L’outil ASAFO, censé accompagner les pharmaciens dans la détection des fraudes, est jugé « préhistorique ». « Il était peut-être très bien du temps du Minitel, mais aujourd’hui, on attend des logiciels performants », déplore le président de l’USPO. Des solutions existent pourtant : deux logiciels utilisant l’intelligence artificielle sont déjà disponibles. L’un d’eux, développé par un pharmacien d’Île-de-France, a même été proposé gratuitement à la Caisse national de l’assurance maladie. En vain. « C’est incompréhensible. Si on donne des vélos et des sifflets aux gendarmes, ils feront ce qu’ils peuvent, mais ça ne suffira pas. »

Indus injustifiés: l’USPO dénonce des aberrations administratives 

Le rapport insiste également sur le recouvrement des indus. Une ligne rouge pour l’USPO, qui distingue les fraudes caractérisées – « pour lesquelles nous sommes intraitables » – des erreurs de bonne foi, ou de simples malentendus réglementaires.

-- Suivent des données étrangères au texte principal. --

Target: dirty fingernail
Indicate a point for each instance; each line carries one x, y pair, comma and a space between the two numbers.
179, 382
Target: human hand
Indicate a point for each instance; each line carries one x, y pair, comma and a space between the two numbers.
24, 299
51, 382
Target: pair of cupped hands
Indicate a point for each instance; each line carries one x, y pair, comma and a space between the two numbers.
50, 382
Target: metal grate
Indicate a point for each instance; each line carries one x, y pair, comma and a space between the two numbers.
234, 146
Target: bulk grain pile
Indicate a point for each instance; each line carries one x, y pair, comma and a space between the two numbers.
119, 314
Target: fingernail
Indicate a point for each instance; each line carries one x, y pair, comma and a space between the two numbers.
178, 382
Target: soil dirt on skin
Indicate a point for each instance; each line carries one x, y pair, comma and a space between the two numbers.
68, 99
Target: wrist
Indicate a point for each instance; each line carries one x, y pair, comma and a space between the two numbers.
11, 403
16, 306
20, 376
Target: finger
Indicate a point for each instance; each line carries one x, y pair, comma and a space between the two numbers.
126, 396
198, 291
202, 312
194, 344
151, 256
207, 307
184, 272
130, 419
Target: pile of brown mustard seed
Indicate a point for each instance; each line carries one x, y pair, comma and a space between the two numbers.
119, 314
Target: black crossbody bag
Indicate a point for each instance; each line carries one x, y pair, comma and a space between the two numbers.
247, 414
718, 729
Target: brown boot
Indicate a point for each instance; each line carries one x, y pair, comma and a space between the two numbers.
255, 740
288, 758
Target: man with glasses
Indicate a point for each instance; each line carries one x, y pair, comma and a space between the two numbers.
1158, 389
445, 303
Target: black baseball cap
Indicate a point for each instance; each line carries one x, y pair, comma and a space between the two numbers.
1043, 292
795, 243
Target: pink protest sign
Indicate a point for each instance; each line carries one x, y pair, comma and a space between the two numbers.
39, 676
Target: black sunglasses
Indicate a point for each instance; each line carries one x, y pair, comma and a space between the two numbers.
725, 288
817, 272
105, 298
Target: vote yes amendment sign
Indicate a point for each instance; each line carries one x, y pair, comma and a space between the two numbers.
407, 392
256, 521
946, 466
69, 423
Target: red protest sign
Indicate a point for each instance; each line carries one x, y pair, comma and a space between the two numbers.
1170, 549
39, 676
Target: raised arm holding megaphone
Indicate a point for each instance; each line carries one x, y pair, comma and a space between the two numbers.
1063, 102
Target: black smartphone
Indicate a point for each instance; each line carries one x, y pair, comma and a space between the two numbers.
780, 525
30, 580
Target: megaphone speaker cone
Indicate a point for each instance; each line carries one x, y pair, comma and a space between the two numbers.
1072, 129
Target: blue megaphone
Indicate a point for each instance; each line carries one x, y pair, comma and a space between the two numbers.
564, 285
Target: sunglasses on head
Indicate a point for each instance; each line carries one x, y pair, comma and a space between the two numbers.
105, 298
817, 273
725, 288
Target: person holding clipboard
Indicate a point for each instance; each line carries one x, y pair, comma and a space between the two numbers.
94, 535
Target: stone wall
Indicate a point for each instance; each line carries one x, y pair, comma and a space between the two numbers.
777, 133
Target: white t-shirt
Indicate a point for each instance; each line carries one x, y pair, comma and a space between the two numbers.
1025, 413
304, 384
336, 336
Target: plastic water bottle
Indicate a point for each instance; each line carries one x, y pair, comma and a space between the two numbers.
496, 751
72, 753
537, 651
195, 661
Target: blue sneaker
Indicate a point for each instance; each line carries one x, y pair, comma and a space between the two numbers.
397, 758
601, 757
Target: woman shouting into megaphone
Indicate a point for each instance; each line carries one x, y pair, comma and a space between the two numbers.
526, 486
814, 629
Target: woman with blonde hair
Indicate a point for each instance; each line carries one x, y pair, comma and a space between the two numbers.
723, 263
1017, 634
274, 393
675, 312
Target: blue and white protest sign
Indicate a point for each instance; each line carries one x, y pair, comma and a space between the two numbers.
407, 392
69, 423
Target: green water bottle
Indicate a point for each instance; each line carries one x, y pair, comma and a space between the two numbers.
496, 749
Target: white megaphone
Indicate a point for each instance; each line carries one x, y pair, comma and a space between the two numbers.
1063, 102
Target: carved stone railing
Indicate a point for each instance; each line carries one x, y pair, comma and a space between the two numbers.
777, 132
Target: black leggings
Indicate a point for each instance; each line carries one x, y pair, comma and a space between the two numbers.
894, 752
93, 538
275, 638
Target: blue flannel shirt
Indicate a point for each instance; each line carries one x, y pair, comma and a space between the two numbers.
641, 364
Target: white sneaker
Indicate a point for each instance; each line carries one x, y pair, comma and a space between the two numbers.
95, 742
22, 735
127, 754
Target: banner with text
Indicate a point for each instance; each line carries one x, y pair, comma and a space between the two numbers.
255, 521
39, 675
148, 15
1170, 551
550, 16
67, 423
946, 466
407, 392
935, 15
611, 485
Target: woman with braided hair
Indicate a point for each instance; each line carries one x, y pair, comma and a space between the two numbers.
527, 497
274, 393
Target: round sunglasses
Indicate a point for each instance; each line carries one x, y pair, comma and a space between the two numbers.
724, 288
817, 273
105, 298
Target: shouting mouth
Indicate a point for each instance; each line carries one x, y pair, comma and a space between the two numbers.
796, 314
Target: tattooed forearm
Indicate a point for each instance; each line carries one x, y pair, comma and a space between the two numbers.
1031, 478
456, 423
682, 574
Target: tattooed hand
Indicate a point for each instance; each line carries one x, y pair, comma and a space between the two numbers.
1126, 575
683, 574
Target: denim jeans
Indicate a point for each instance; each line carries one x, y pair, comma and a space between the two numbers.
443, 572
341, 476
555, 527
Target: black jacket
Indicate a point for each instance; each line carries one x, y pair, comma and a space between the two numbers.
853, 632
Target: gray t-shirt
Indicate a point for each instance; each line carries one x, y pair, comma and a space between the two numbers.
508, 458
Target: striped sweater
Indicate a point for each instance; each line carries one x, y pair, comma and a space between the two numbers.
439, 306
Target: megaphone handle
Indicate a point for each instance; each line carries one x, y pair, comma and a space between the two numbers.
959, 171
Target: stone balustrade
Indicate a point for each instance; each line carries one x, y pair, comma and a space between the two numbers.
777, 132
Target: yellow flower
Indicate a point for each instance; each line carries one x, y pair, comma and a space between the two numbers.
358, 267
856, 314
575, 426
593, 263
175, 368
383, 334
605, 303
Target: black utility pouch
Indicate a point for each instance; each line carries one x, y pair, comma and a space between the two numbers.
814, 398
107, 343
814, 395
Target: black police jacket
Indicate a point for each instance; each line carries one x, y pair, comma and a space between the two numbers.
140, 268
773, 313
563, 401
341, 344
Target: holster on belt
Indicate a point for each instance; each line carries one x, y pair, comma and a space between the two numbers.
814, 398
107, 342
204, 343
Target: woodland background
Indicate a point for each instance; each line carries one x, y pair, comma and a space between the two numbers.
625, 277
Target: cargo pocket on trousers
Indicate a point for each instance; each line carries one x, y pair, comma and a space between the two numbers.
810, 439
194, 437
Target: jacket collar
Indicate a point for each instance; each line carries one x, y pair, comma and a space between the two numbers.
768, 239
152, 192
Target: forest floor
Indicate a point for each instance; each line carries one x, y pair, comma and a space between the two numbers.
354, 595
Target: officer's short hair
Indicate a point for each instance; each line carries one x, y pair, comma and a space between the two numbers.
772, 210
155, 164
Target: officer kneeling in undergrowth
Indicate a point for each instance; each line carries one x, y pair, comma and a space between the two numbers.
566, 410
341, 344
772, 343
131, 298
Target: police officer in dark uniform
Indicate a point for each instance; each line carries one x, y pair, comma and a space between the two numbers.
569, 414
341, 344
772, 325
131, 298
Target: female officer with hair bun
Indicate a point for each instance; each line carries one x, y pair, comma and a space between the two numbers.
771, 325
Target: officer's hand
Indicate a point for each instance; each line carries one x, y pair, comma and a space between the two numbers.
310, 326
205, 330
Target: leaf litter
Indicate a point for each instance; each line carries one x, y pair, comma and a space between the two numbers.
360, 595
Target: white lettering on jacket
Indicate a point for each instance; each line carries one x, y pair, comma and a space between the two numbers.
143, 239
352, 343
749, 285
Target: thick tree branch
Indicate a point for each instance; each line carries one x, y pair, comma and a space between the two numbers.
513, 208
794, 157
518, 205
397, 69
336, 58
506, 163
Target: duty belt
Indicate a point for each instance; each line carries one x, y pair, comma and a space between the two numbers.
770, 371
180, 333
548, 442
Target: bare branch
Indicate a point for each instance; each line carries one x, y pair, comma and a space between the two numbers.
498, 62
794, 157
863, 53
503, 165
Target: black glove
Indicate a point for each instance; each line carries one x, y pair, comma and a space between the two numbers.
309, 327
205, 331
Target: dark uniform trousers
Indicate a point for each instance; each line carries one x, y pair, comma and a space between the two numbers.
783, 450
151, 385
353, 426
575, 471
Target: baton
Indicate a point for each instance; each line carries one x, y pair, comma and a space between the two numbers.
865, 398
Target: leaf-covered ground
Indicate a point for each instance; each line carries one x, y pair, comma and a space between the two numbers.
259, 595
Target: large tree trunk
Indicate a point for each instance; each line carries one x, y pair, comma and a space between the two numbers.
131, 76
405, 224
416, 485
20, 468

Le syndicat a mis en place un groupe de travail spécifique pour identifier les cas injustifiés et les soumettre aux autorités.

Symbole de ces dérives, le cas d’une pharmacienne nancéienne à qui la Caisse primaire de l’Assurance maladie a réclamé… 400 000 euros. La raison ? Un tampon sur une ordonnance mentionnant la pharmacie hospitalière, alors que le double circuit ville-hôpital permettait désormais la dispensation en ville. « C’est inadmissible. Le médecin n’avait pas modifié son tampon, et on parle de fraude ? »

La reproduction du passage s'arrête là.